Slovakia vs England: What to Look Out for in 2018 FIFA World Cup Qualifier

England manager Sam Allardyce, left.
England manager Sam Allardyce, left, at St George's Park near Burton-Upon-Trent, August 30. Allardyce must figure out quickly how to use Wayne Rooney, center. Anthony Devlin/AFP/Getty

Sam Allardyce: England's new savior or just the latest man to walk into football's impossible job?

The man who has always coveted English football's top job takes his side to Slovakia on Sunday looking for a winning start to the FIFA 2018 World Cup qualifying campaign.

Slovakia will be no pushover for England, which plays its first game since a dreadfully disappointing UEFA Euro 2016 tournament in France. So what should you be looking out for in Allardyce's debut? Newsweek analyses.

What kind of football will Allardyce play?

Stereotypes follow Allardyce around, mostly tarnishing him as a footballing luddite stuck in a timewarp. Sometimes that reputation is undeserved — at Bolton, he built a side full of creative players.

At others, he does seem to invite the idea. Signing up Bradley Walsh of British daytime quiz programme The Chase to provide the training ground entertainment was reminiscent of some of the more farcical scenes from Mike Bassett: England Manager , especially since Walsh actually appeared as Ricky Tomlinson's assistant in the film.

Of course, none of this will matter if Allardyce gets the meat and bones of his job right—qualifying for the 2018 FIFA World Cup and getting results once, or if, England makes it there.

Even that might not be enough, because the Football Association and England's supporters will expect to qualify in style. Allardyce, the arch pragmatist, will look at his players, analyze their strengths and play accordingly. Hence the call-up for West Ham United's Michail Antonio, whom Allardyce described as a "terrific athlete and a good crosser." Recognition, perhaps, that England will return to its traditional strengths under Allardyce. Slovakia will reveal more, but expect the ball to be moved faster from back to front than it was under his predecessor Roy Hodgson.

A goalkeeping crisis

Joe Hart has had a tumultuous week, forced out of Manchester City to Torino of Serie A, though he remains Allardyce's first choice. Fraser Forster of Southampton, who might have threatened Hart's starting place, is out with an arm injury, while Jack Butland, next in line, remains sidelined with an ankle problem.

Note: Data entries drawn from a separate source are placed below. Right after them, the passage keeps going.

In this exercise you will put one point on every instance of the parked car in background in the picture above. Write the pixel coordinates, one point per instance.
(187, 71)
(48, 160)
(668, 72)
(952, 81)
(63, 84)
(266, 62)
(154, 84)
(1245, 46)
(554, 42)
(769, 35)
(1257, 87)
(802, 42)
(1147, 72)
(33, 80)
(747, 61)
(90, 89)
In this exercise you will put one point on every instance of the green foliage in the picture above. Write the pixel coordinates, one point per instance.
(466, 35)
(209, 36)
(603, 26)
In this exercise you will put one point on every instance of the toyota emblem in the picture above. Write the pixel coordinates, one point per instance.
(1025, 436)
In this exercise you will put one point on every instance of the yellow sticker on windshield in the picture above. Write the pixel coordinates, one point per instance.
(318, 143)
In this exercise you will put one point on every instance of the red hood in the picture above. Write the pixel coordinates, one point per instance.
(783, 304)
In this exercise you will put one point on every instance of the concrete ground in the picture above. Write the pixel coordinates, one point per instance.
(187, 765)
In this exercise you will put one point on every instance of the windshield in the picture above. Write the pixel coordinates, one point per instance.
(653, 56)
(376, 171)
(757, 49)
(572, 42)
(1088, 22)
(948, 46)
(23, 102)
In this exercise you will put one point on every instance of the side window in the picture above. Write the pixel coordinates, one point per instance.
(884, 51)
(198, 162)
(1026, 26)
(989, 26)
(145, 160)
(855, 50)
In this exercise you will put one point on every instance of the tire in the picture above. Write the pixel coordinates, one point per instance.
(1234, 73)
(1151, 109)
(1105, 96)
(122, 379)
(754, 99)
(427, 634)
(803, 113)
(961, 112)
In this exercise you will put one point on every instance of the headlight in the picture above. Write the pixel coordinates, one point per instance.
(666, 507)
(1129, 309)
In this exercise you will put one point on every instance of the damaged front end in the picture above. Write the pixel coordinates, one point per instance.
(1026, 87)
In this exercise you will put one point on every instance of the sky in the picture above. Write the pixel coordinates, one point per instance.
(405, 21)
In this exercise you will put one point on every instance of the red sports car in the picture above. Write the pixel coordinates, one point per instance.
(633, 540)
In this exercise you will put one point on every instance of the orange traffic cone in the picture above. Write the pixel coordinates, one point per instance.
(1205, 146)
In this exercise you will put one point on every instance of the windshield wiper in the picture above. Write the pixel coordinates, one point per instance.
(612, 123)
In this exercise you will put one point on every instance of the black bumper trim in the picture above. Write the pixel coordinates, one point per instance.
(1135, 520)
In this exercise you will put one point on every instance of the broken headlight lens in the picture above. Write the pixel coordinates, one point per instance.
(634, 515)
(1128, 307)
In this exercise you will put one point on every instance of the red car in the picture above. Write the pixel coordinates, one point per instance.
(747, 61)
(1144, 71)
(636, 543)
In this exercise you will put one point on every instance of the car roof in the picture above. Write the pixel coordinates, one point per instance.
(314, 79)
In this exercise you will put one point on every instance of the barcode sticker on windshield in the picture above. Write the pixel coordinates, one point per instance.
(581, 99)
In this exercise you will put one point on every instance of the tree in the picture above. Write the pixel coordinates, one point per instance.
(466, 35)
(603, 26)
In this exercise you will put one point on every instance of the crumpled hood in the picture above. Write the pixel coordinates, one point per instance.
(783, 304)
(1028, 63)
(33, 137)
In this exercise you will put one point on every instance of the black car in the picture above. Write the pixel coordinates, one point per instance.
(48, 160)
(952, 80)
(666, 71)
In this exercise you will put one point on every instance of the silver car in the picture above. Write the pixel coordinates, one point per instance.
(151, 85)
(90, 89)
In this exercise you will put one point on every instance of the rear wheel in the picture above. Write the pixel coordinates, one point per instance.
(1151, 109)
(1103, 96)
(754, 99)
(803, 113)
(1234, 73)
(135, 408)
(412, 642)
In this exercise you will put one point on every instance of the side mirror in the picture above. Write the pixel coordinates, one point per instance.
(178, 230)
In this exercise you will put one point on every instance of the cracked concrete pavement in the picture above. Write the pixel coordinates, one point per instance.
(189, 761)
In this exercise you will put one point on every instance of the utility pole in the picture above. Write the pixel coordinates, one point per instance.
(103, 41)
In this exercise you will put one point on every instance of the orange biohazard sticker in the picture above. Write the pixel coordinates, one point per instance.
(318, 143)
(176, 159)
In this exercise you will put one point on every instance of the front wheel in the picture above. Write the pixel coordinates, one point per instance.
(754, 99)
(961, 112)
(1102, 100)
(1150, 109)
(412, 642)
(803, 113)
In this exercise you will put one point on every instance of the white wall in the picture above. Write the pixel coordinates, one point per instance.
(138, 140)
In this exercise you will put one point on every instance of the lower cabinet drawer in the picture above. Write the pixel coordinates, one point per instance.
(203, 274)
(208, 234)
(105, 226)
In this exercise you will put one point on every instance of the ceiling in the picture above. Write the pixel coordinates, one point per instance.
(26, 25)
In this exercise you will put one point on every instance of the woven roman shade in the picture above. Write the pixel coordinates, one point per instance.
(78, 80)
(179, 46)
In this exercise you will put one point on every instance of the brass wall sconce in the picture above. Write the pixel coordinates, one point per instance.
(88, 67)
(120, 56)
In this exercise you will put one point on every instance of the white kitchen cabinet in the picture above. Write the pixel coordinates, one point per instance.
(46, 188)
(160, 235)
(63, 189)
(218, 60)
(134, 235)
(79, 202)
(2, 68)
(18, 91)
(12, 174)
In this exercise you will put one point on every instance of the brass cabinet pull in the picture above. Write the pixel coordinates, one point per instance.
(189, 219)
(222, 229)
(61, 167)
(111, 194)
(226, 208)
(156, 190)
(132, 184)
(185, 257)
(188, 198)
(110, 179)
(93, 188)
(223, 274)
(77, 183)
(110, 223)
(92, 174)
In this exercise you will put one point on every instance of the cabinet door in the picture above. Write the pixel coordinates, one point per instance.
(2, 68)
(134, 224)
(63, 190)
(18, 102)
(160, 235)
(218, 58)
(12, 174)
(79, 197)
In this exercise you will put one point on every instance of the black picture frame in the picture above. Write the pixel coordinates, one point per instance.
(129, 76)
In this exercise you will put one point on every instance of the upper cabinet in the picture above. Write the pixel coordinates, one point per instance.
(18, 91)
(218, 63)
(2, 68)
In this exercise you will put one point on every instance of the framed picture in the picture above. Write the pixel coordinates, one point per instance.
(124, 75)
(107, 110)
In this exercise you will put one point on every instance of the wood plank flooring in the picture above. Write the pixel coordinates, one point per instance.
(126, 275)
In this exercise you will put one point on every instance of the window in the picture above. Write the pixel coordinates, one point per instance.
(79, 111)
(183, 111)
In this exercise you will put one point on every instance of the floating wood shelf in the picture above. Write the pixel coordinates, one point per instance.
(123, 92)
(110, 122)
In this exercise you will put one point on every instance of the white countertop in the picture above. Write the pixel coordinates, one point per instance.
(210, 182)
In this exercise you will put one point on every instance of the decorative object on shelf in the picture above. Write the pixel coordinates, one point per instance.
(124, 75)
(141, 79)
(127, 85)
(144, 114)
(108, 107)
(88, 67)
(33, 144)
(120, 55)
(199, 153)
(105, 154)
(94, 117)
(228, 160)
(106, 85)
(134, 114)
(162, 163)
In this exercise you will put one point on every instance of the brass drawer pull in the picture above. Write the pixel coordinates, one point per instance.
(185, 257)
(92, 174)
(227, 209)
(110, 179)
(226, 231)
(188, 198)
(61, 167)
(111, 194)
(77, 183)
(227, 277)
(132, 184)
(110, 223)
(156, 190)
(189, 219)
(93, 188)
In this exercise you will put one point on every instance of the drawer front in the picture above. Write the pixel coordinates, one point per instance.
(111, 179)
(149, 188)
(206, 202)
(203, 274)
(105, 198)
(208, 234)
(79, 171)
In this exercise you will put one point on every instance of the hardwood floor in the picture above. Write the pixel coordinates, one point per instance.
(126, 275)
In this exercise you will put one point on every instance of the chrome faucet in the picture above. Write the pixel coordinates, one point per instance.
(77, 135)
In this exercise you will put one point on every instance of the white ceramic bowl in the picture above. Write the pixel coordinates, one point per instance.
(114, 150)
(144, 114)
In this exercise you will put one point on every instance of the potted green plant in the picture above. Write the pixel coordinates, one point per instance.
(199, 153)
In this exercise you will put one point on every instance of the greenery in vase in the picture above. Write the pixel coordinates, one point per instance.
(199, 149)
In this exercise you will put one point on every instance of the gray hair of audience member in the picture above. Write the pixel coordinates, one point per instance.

Goalkeeping might not be the greatest of Allardyce's worries but it has hobbled England managers before, in qualifying and in major tournaments. One nail was hammered into Steve McClaren's coffin in 2007 by a dreadful mix-up between defender Gary Neville and goalkeeper Paul Robinson, and, well, who could forget Seaman and Ronaldinho's 30-yard lob…

Allardyce will need Hart to clear his head, because if there is one thing England, and he, cannot afford in his first game it is a farcical error that will dominate back pages.

Getting the best out of Wayne Rooney

Wayne Rooney, or Wane Rooney? That's a pun that has probably been used before, to groans, but the sentiment behind it remains serious. Allardyce has confirmed that Rooney will stay as his captain; Rooney in turn says he will play until the end of the 2018 World Cup.

That leaves this qualification process, and then the tournament itself, for Rooney to put an exclamation mark on an England career that feels like it has fizzled out, despite a record number of goals.

The problem for Allardyce, as with his predecessors, is that Rooney is undroppable because he is the squad's best leader, and because there remains a dearth of candidates for the No. 10 role. So he stays, and England's supporters stay hopeful that there is one big tournament left in him.

Slovakia's dangermen

The Slovakians disappointed at UEFA Euro 2016, but in Marek Hamsik, they have a danger perennially linked with a big move to the English Premier League.

It will fall to Tottenham's Eric Dier to try to suppress Hamsik in Stadion Antona Malatinskeho in Trnava on Sunday; do so successfully, and England should emerge with at least a point. That would be a successful enough start for Allardyce. If Hamsik isn't shackled, it could be a sticky start for the England manager.